Ara sıra bazı şarkıları sıkça mırıldandığınız ya da yüksek sesle seslendirdiğiniz zamanlar oluyordur. Düşündüğünüzde mazide kalmış bir anıyı hatırladığınızı anlarsınız. Yakınlarınızı izlediğinizde söyledikleri şarkıların, hal ve gidişleriyle, zaman ve zeminle uyuşmadığını farkeder ve de hemen gülümsersiniz.

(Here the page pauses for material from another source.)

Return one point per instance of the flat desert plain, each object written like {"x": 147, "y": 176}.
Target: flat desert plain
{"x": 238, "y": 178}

Lise ikide, aynı sınıf ve sırada ders gördüğümüz Coşkun Büktel'le ikimizin fizik dersine ilgisi pek iyi değildi. Fizik dersimizde o gün hoca bizi tahtaya, sözlüye kaldırmadıysa , hoca sınıftan ayrılır ayrılmaz, sırada parmaklarımızla tempo tutar; “ Bu gün de böyle geçti yarına Allah kerim” sözlerini mırıldanırdık. Edebiyat ve kompozisyon ders notlarımız çok iyi idi. Okul çıkışı Fuarın içinden on kuruşa geçer, Basmane'den Agora semtine gelir, yazlık Gönül Sineması'nın bitişiğindeki kahvehanede bir liralık Varlık yayınlarına ait kitapları birbirimizden ütmek için,ara sıra tavla oynardık. Bizim ev Karabağlar Yunus Emre mahallesinde, Aşureci durağına yakın bir yerde, Coşkun'ların evi Sinema Durağı'na çok yakın yerdeydi. Konak'tan otobüse biner ayrı duraklarda inerek evlerimize dağılırdık. Tavla oynadığımız gün kim yenildiyse O'nun evine gidilir, bir liralık kitap takdim edilirdi. Eğitim öğretim yılı (1967-1968) sonunda ikimiz de bir kaç dersten bütünlemeye kaldık. Paşa Köprüsü mezarlığının bitişiğindeki kıraathanede bir müddet ders çalıştık. Daha o zamanlarda yazmaya çizmeye meraklıydık. Hiç unutmam fizik dersini çalışırken Yahudi aksanıyla “Bir cısim hajmi kadar su taşirır” demeyi ihmal etmezdik.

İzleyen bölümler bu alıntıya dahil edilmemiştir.